An expert knows the limits of their expertise. A good counselor says, “I can’t advise you on this yet” when they don’t have what they need. A product that guesses when it lacks context breaks trust just as fast as one that flatters.
This connects back to the context problem. If the product doesn’t know your risk tolerance, your constraints, your history, it should say so. “I don’t have enough to advise you on this” is a better answer than a confident guess that turns out wrong.
The failure mode is a product that always has an answer. Real expertise includes knowing when you don’t know enough.
Trust Unlocks Stickiness
In Products of Consequence, trust unlocks autonomy.
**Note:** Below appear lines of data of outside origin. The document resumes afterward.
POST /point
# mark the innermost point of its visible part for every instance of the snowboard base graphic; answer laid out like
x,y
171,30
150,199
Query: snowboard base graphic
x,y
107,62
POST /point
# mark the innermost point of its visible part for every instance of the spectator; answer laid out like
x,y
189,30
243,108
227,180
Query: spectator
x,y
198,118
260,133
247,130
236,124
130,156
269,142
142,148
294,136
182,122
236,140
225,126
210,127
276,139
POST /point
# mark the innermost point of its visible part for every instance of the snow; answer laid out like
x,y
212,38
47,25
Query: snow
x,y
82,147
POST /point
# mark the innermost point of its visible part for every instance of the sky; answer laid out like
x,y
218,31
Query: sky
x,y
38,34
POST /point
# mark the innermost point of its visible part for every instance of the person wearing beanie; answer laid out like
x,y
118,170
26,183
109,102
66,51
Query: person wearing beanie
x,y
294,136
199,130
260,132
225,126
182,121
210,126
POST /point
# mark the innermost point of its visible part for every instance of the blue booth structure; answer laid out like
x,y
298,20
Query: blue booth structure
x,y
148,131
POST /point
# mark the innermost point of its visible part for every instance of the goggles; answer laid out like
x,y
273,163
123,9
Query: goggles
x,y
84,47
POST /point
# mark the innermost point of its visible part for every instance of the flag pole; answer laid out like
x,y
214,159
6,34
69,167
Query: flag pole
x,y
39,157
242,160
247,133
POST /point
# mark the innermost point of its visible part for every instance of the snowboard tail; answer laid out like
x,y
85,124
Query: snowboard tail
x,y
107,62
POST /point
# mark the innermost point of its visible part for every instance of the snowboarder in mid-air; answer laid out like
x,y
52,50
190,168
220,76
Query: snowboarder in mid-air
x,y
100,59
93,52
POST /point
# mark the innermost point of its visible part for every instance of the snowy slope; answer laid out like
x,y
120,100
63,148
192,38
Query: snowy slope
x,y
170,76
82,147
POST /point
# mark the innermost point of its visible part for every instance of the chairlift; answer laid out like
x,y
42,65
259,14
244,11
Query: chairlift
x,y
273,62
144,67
The agent earns the right to act without approval. The gradient runs from “approve everything” to “just do it.”
In Products of Counsel, trust unlocks continued use. The product earns the right to be your go-to. The gradient runs from “let me try this” to “this is where I go for this kind of thinking.”
You’re not competing on leverage within a workflow. You’re competing to be the trusted advisor for a category of decisions.
You can’t shortcut this. The products that earn it do so through consistent quality over time, including when that means delivering hard truths. Reliability breeds loyalty.
Counsel Standalone and Counsel Embedded
Products of Counsel take two forms.
Standalone Counsel is a product in its own right. A style advisor. A leadership sounding board. A writing partner. The human comes for advice, gets it, and executes elsewhere.
Embedded Counsel is a mode within a Product of Consequence. The human is supervising agents, hits a decision point, and shifts into a counseling interaction. They work through the problem, reach clarity, and return to supervision.
The form factor differs. The doctrine applies to both.
The Doctrine
Counsel is instrumental. The conversation serves an outcome that happens elsewhere. If you’re not advancing someone toward something, you’re providing entertainment or companionship: different products, different rules.
Context is mandatory. You can’t give good advice without knowing what you’re advising about. Accumulating user context is a product problem: integrations, memory, structure. Solve it or stay generic.
The moat is accumulated data. User context compounds through use. Domain judgment compounds through investment. Both create defensibility that a new entrant can’t replicate by plugging into the same models.
Expertise lives in reasoning. Encode how a specialist thinks, not just what they know. This is where differentiation lives.
Sycophancy kills you. Hard truths build trust. Flattery destroys credibility. Optimize for being believed, not being liked.
False confidence kills you, too. An expert knows the limits of their expertise. If you lack the context to advise, say so. A confident guess that turns out wrong breaks trust faster than admitting you don’t know enough yet.
Trust unlocks stickiness. The goal isn’t autonomy. It’s becoming the go-to. Earned through reliability over time.
The Opportunity
Chat interfaces are everywhere. Data is everywhere. The products that win in Counsel aren’t the ones with the best chat UI or the most data.
They’re the ones that accumulate context about you. That builds domain judgment that others don’t have. That encodes expertise into reasoning. That tells you the hard truths.
The ones that earn trust by being worth trusting.
Counsel is instrumental. Help someone get somewhere. That’s the job.